While most lawyers in New York City said their firms have been thriving since the economy collapsed last year, many others disagree.
Lawyer Jacob Silver said his firm has received a significant boost in the past couple of years. People are “so highly leveraged today,” Silver said. It’s becoming a “cashless society”, he added. As soon as people lose their source of income, many are often left in debt; resulting in more business for bankruptcy attorneys.
“My practice is booming,” Silver said. “I’m very busy.”
However, getting more cases does not necessarily mean more profit for many law firms. Some lawyers said their firms did not benefit as one may expect.
Lawyer Derrick Hanna said he believed bankruptcy doubled since last year, but his firm has not been getting more profits.
Some 40 percent of bankruptcy cases are self applied, Hanna said.
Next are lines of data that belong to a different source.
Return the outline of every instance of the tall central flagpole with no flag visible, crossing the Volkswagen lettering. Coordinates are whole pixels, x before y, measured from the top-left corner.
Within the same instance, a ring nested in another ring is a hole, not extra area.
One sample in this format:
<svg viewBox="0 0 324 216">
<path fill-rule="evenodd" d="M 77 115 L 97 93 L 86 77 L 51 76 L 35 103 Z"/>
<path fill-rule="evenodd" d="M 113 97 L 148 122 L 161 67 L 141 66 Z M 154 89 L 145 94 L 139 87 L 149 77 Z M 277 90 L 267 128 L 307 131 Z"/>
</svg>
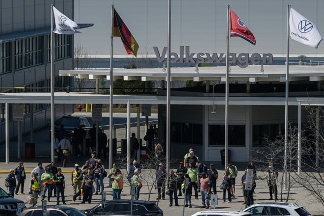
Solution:
<svg viewBox="0 0 324 216">
<path fill-rule="evenodd" d="M 170 111 L 171 111 L 171 0 L 168 0 L 167 21 L 167 79 L 166 79 L 166 170 L 170 169 Z"/>
</svg>

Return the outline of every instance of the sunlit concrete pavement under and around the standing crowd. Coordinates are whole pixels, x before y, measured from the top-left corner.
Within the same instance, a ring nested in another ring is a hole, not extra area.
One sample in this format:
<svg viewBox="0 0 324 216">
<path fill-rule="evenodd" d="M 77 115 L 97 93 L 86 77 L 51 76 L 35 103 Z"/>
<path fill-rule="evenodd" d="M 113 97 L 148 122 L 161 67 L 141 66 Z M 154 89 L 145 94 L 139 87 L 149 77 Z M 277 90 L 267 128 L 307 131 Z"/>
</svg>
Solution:
<svg viewBox="0 0 324 216">
<path fill-rule="evenodd" d="M 83 164 L 83 163 L 81 163 Z M 80 165 L 81 165 L 80 164 Z M 8 170 L 10 168 L 15 168 L 17 167 L 17 163 L 9 163 L 9 164 L 5 164 L 5 163 L 0 163 L 0 168 L 1 170 Z M 26 194 L 18 194 L 15 195 L 15 198 L 21 199 L 23 201 L 26 200 L 27 198 L 27 192 L 28 192 L 28 187 L 29 187 L 29 182 L 30 182 L 30 172 L 28 172 L 29 170 L 31 171 L 31 169 L 33 169 L 35 166 L 37 166 L 37 164 L 35 162 L 26 162 L 25 164 L 25 169 L 27 172 L 27 179 L 25 181 L 25 190 L 24 192 Z M 45 167 L 46 165 L 48 165 L 48 163 L 43 163 L 43 166 Z M 106 166 L 108 168 L 108 166 Z M 73 189 L 71 186 L 71 171 L 74 167 L 67 167 L 67 168 L 63 168 L 64 170 L 64 175 L 66 178 L 66 190 L 65 190 L 65 197 L 66 197 L 66 202 L 68 206 L 74 207 L 74 208 L 78 208 L 80 210 L 84 210 L 84 209 L 89 209 L 94 207 L 95 205 L 99 204 L 101 202 L 101 196 L 100 195 L 93 195 L 93 201 L 92 203 L 89 204 L 80 204 L 81 201 L 77 200 L 76 202 L 73 202 L 72 200 L 72 195 L 73 195 Z M 219 175 L 222 175 L 222 169 L 217 169 Z M 122 170 L 123 173 L 125 173 L 126 170 Z M 154 175 L 154 171 L 153 175 Z M 0 187 L 2 189 L 5 189 L 4 187 L 4 178 L 7 176 L 8 174 L 0 174 Z M 239 171 L 238 177 L 237 177 L 237 181 L 236 181 L 236 192 L 235 192 L 235 198 L 232 198 L 232 202 L 222 202 L 222 191 L 219 190 L 219 184 L 220 184 L 220 178 L 218 178 L 217 181 L 217 194 L 218 194 L 218 206 L 216 207 L 216 209 L 225 209 L 225 210 L 229 210 L 229 209 L 236 209 L 236 210 L 243 210 L 245 205 L 243 205 L 243 194 L 242 194 L 242 189 L 241 189 L 241 176 L 243 175 L 243 171 Z M 258 172 L 258 175 L 262 175 L 262 173 Z M 111 193 L 111 188 L 106 188 L 106 186 L 108 185 L 108 179 L 105 178 L 104 179 L 104 184 L 105 184 L 105 188 L 104 191 L 107 192 L 107 199 L 110 200 L 112 199 L 112 193 Z M 140 196 L 139 199 L 140 200 L 148 200 L 149 199 L 149 187 L 151 187 L 152 185 L 147 185 L 147 184 L 143 184 L 143 188 L 140 190 Z M 267 185 L 267 181 L 266 180 L 257 180 L 257 188 L 256 188 L 256 194 L 254 194 L 254 198 L 256 199 L 255 203 L 258 202 L 265 202 L 268 201 L 269 199 L 269 189 L 268 189 L 268 185 Z M 278 185 L 278 198 L 280 198 L 280 191 L 281 188 Z M 20 192 L 20 191 L 19 191 Z M 122 191 L 122 199 L 130 199 L 130 187 L 125 183 L 124 184 L 124 189 Z M 193 192 L 194 194 L 194 192 Z M 192 202 L 192 208 L 185 208 L 185 216 L 190 216 L 196 212 L 205 210 L 205 209 L 200 209 L 201 206 L 201 195 L 199 194 L 199 200 L 194 199 L 194 196 L 191 197 L 191 202 Z M 286 191 L 283 192 L 283 196 L 285 197 Z M 153 189 L 152 193 L 150 195 L 150 201 L 154 201 L 156 202 L 157 198 L 157 190 Z M 165 200 L 159 200 L 159 206 L 160 208 L 163 210 L 163 215 L 165 216 L 180 216 L 182 215 L 182 210 L 183 210 L 183 204 L 184 204 L 184 196 L 180 196 L 179 197 L 179 204 L 181 205 L 180 207 L 169 207 L 169 201 L 168 201 L 168 196 L 165 195 Z M 52 197 L 51 198 L 51 202 L 48 203 L 48 205 L 54 205 L 55 204 L 55 200 L 56 198 Z M 289 198 L 290 203 L 297 203 L 299 205 L 302 205 L 306 208 L 307 211 L 309 211 L 311 214 L 313 215 L 319 215 L 319 216 L 323 216 L 323 209 L 320 209 L 322 207 L 322 205 L 316 201 L 314 199 L 314 197 L 310 196 L 307 191 L 305 191 L 303 188 L 301 187 L 293 187 L 291 189 L 291 197 Z M 38 205 L 40 205 L 40 198 L 38 199 Z M 174 202 L 173 202 L 174 204 Z M 28 205 L 27 205 L 28 206 Z"/>
</svg>

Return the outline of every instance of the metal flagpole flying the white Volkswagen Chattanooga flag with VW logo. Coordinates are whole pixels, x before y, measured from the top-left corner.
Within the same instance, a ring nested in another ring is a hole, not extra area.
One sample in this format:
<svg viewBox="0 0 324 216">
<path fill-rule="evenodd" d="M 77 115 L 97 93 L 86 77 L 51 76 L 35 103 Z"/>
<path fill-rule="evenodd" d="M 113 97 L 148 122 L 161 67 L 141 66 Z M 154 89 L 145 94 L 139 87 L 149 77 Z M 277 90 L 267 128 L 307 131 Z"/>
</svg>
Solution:
<svg viewBox="0 0 324 216">
<path fill-rule="evenodd" d="M 286 56 L 286 97 L 285 97 L 285 158 L 284 158 L 284 188 L 287 189 L 287 145 L 288 145 L 288 99 L 289 99 L 289 18 L 290 4 L 287 8 L 287 56 Z"/>
</svg>

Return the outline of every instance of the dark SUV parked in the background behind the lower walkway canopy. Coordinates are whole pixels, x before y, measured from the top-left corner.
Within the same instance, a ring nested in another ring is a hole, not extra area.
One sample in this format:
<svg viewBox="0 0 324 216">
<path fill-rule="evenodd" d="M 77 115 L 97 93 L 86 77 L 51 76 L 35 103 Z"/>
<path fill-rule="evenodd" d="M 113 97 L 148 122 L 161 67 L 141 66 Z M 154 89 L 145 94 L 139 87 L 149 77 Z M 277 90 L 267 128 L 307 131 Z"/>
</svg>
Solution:
<svg viewBox="0 0 324 216">
<path fill-rule="evenodd" d="M 58 134 L 60 126 L 63 125 L 64 130 L 67 134 L 72 134 L 75 128 L 78 128 L 79 125 L 82 127 L 90 127 L 89 121 L 85 117 L 75 117 L 75 116 L 63 116 L 62 118 L 54 122 L 54 133 Z M 50 131 L 50 140 L 51 140 L 51 131 Z"/>
</svg>

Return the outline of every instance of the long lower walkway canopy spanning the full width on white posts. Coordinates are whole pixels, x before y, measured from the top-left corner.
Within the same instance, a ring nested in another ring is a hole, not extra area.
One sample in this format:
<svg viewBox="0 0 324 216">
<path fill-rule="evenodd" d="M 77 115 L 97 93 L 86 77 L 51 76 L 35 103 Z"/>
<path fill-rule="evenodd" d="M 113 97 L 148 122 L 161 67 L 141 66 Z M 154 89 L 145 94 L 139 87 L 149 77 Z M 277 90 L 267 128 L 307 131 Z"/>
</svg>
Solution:
<svg viewBox="0 0 324 216">
<path fill-rule="evenodd" d="M 79 92 L 55 92 L 55 104 L 109 104 L 109 95 Z M 114 104 L 166 104 L 165 96 L 158 95 L 114 95 Z M 0 93 L 0 103 L 9 104 L 50 104 L 51 94 L 47 92 Z M 290 97 L 289 105 L 324 106 L 324 97 Z M 174 105 L 213 105 L 213 97 L 172 96 Z M 224 97 L 214 97 L 215 105 L 224 105 Z M 229 105 L 284 106 L 284 97 L 230 97 Z"/>
</svg>

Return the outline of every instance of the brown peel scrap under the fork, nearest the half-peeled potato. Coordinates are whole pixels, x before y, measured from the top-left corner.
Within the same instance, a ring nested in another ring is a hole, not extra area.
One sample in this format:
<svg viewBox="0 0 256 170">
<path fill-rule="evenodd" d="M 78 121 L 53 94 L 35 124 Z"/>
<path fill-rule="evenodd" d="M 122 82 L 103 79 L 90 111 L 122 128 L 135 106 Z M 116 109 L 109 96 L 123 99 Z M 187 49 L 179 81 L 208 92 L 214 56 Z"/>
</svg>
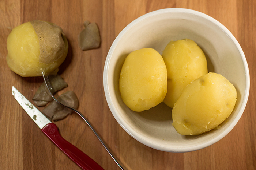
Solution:
<svg viewBox="0 0 256 170">
<path fill-rule="evenodd" d="M 53 87 L 53 94 L 56 91 L 59 91 L 68 86 L 68 84 L 58 74 L 49 75 L 49 80 Z M 37 106 L 45 106 L 48 102 L 51 102 L 53 100 L 52 96 L 48 92 L 45 82 L 43 82 L 38 88 L 37 92 L 35 92 L 32 100 Z"/>
</svg>

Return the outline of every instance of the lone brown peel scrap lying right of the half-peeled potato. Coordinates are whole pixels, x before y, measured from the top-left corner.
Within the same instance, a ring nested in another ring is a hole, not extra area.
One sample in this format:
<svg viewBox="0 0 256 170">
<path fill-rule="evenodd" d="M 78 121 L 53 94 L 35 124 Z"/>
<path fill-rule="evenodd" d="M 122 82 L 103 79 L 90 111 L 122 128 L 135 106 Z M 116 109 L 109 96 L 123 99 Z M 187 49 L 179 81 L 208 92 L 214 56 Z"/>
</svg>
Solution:
<svg viewBox="0 0 256 170">
<path fill-rule="evenodd" d="M 82 50 L 98 48 L 101 43 L 99 28 L 96 23 L 84 22 L 84 29 L 78 36 L 79 46 Z"/>
</svg>

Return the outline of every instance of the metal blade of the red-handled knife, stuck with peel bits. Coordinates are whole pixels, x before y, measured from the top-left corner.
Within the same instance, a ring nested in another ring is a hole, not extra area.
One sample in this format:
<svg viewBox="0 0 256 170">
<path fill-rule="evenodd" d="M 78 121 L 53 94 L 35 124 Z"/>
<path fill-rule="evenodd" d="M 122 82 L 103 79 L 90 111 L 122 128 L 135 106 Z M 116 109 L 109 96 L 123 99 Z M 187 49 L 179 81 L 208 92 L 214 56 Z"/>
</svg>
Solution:
<svg viewBox="0 0 256 170">
<path fill-rule="evenodd" d="M 12 86 L 12 95 L 40 129 L 45 127 L 46 124 L 52 123 L 32 103 L 30 103 L 29 100 L 26 99 L 14 86 Z"/>
</svg>

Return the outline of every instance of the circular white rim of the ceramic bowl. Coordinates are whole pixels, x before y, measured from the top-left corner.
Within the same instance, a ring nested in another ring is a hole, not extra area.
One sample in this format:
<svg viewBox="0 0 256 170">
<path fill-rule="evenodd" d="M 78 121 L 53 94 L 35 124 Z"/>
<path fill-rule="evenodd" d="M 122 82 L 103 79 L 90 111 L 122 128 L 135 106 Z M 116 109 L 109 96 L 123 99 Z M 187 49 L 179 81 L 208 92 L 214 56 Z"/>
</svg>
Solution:
<svg viewBox="0 0 256 170">
<path fill-rule="evenodd" d="M 120 39 L 122 38 L 122 36 L 125 35 L 125 33 L 127 31 L 129 31 L 129 29 L 131 27 L 133 27 L 133 25 L 135 25 L 136 23 L 154 16 L 154 15 L 159 15 L 159 14 L 163 14 L 163 13 L 187 13 L 187 14 L 192 14 L 192 15 L 196 15 L 196 16 L 200 16 L 203 17 L 204 19 L 211 21 L 212 23 L 214 23 L 215 25 L 217 25 L 220 29 L 222 29 L 223 32 L 225 32 L 227 34 L 227 36 L 230 37 L 230 39 L 234 42 L 235 46 L 237 47 L 241 58 L 242 58 L 242 62 L 244 64 L 244 69 L 245 69 L 245 80 L 246 80 L 246 85 L 245 85 L 245 94 L 244 94 L 244 100 L 242 101 L 241 104 L 241 108 L 238 111 L 238 114 L 236 115 L 236 117 L 234 118 L 233 122 L 230 124 L 229 127 L 227 127 L 221 134 L 219 134 L 217 137 L 199 144 L 199 145 L 195 145 L 195 146 L 189 146 L 189 147 L 165 147 L 165 146 L 159 146 L 156 145 L 156 143 L 147 141 L 145 139 L 143 139 L 143 137 L 141 137 L 138 133 L 136 133 L 136 131 L 130 130 L 128 125 L 125 122 L 121 122 L 120 120 L 120 116 L 117 113 L 116 108 L 114 107 L 114 105 L 112 104 L 112 98 L 110 96 L 109 93 L 109 84 L 108 84 L 108 74 L 109 74 L 109 63 L 110 63 L 110 59 L 111 56 L 114 52 L 114 49 L 116 48 L 118 42 L 120 41 Z M 105 92 L 105 97 L 106 97 L 106 101 L 108 103 L 109 109 L 112 112 L 112 115 L 114 116 L 114 118 L 116 119 L 116 121 L 118 122 L 118 124 L 129 134 L 131 135 L 131 137 L 135 138 L 137 141 L 139 141 L 140 143 L 143 143 L 144 145 L 157 149 L 157 150 L 161 150 L 161 151 L 167 151 L 167 152 L 189 152 L 189 151 L 195 151 L 195 150 L 199 150 L 199 149 L 203 149 L 205 147 L 208 147 L 216 142 L 218 142 L 219 140 L 221 140 L 223 137 L 225 137 L 233 128 L 234 126 L 236 126 L 238 120 L 241 118 L 245 107 L 246 107 L 246 103 L 248 101 L 248 97 L 249 97 L 249 90 L 250 90 L 250 76 L 249 76 L 249 68 L 248 68 L 248 63 L 246 61 L 244 52 L 240 46 L 240 44 L 238 43 L 238 41 L 236 40 L 236 38 L 233 36 L 233 34 L 224 26 L 222 25 L 219 21 L 215 20 L 214 18 L 208 16 L 207 14 L 204 14 L 202 12 L 199 11 L 195 11 L 192 9 L 185 9 L 185 8 L 165 8 L 165 9 L 159 9 L 153 12 L 149 12 L 146 13 L 140 17 L 138 17 L 137 19 L 133 20 L 130 24 L 128 24 L 116 37 L 116 39 L 113 41 L 112 46 L 109 49 L 108 55 L 106 57 L 106 61 L 105 61 L 105 65 L 104 65 L 104 70 L 103 70 L 103 86 L 104 86 L 104 92 Z"/>
</svg>

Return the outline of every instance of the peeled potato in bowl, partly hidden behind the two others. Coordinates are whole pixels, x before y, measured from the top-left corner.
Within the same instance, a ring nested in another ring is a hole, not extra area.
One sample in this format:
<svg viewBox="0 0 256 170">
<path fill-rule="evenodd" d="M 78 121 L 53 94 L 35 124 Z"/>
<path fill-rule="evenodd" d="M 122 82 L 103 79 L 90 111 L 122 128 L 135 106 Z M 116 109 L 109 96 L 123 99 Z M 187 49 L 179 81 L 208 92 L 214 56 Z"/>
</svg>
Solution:
<svg viewBox="0 0 256 170">
<path fill-rule="evenodd" d="M 207 62 L 203 51 L 189 39 L 171 41 L 162 54 L 167 68 L 167 94 L 163 102 L 173 108 L 183 89 L 206 74 Z"/>
</svg>

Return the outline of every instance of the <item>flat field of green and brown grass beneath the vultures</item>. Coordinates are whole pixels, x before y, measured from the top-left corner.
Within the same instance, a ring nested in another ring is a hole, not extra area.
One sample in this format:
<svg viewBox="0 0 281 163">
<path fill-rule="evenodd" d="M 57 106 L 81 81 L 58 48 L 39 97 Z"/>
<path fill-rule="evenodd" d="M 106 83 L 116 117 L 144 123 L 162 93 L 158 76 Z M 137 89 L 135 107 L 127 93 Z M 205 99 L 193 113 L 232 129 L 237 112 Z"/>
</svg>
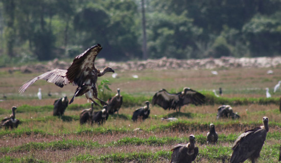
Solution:
<svg viewBox="0 0 281 163">
<path fill-rule="evenodd" d="M 264 116 L 269 118 L 269 132 L 258 162 L 278 162 L 281 89 L 273 93 L 273 87 L 281 80 L 281 69 L 273 68 L 274 74 L 266 74 L 267 70 L 269 68 L 223 69 L 217 70 L 218 75 L 210 70 L 146 70 L 117 72 L 118 78 L 108 73 L 98 83 L 109 79 L 112 92 L 106 91 L 107 96 L 121 89 L 125 103 L 120 115 L 109 116 L 102 126 L 81 126 L 79 113 L 90 107 L 84 96 L 77 97 L 64 116 L 52 116 L 54 100 L 63 95 L 71 98 L 76 87 L 59 88 L 38 80 L 25 93 L 18 94 L 22 83 L 39 74 L 9 74 L 7 68 L 0 69 L 1 93 L 7 96 L 7 100 L 0 102 L 0 118 L 10 115 L 15 105 L 17 119 L 21 121 L 14 130 L 0 129 L 0 162 L 169 162 L 170 150 L 188 142 L 190 134 L 195 135 L 199 148 L 195 162 L 229 162 L 233 142 L 244 130 L 262 125 Z M 133 78 L 133 74 L 139 78 Z M 36 96 L 39 87 L 42 100 Z M 158 90 L 179 92 L 184 87 L 197 90 L 214 101 L 202 106 L 184 106 L 179 114 L 151 106 L 147 120 L 131 121 L 133 111 L 144 106 L 145 100 L 151 100 Z M 218 92 L 219 87 L 223 89 L 223 97 L 217 98 L 212 90 Z M 270 99 L 265 98 L 266 87 L 270 88 Z M 233 104 L 233 111 L 238 112 L 241 119 L 216 120 L 218 106 L 229 104 L 226 101 Z M 163 117 L 176 117 L 179 121 L 161 121 Z M 210 123 L 216 125 L 219 134 L 216 145 L 206 144 Z M 140 129 L 134 131 L 135 128 Z"/>
</svg>

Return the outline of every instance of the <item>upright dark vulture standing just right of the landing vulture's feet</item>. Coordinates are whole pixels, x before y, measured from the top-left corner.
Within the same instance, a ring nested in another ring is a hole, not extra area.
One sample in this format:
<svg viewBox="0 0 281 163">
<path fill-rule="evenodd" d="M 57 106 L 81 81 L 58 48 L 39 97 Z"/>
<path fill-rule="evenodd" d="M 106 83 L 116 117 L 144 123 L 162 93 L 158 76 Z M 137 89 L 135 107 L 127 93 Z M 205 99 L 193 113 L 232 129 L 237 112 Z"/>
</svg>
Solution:
<svg viewBox="0 0 281 163">
<path fill-rule="evenodd" d="M 108 114 L 114 114 L 117 112 L 119 114 L 120 107 L 123 103 L 123 97 L 120 95 L 120 89 L 117 89 L 117 94 L 107 100 L 108 104 Z"/>
</svg>

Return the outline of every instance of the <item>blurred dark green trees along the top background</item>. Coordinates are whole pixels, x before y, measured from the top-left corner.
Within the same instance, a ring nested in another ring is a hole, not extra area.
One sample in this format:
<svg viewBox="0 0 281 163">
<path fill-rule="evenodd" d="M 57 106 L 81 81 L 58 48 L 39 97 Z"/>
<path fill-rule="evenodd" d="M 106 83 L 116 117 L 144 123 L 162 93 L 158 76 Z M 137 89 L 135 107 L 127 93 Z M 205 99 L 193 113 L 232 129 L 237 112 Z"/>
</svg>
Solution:
<svg viewBox="0 0 281 163">
<path fill-rule="evenodd" d="M 280 55 L 280 9 L 280 0 L 146 0 L 148 58 Z M 107 60 L 142 59 L 141 0 L 0 0 L 0 10 L 2 62 L 73 58 L 97 43 Z"/>
</svg>

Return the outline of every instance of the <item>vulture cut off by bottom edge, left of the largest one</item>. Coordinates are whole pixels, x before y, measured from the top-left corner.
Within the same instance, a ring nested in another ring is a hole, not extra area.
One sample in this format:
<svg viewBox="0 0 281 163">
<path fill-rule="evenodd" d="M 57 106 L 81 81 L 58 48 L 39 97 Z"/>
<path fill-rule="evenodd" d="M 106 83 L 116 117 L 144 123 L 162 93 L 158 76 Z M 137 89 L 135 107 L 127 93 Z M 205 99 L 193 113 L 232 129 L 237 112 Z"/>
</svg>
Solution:
<svg viewBox="0 0 281 163">
<path fill-rule="evenodd" d="M 171 151 L 173 151 L 171 163 L 191 163 L 195 160 L 199 152 L 198 147 L 195 146 L 195 137 L 193 134 L 189 136 L 188 144 L 176 145 Z"/>
</svg>

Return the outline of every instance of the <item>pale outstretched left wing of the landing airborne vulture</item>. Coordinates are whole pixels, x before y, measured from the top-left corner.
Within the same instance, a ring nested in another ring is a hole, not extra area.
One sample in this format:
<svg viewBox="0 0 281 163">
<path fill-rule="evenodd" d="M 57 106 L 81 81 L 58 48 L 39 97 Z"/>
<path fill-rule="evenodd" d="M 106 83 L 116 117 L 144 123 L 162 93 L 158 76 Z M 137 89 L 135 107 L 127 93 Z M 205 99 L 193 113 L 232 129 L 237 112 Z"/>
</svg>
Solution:
<svg viewBox="0 0 281 163">
<path fill-rule="evenodd" d="M 66 70 L 62 69 L 54 69 L 52 71 L 43 73 L 34 79 L 29 80 L 26 82 L 23 86 L 19 88 L 19 93 L 25 92 L 25 90 L 35 83 L 39 79 L 44 79 L 49 83 L 54 83 L 55 85 L 59 87 L 63 87 L 64 85 L 69 84 L 69 80 L 66 78 Z"/>
</svg>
Fewer people are willing or able to pay the high fees, he added.
The average fee for filing bankruptcy is $1,500 – a substantial amount of money for people with a yearly income of less than $45,000, the median income that allows someone to file for bankruptcy.
The lack of business has caused Hanna’s firm, Hanna and Vlakhas, to trim its number of employees.
The scene is not that different at the law offices of Glenn S. Kessler.
“When there is an economic downturn,” lawyer Glenn Kessler said, “those attorneys whose practice suffers seek other areas of practice to make a living.”
The competition is out of control, Kessler said.
“I’m spending more on advertisement than I used to before the economic downturn,” he said.
Seems that not every cloud has a silver lining after all!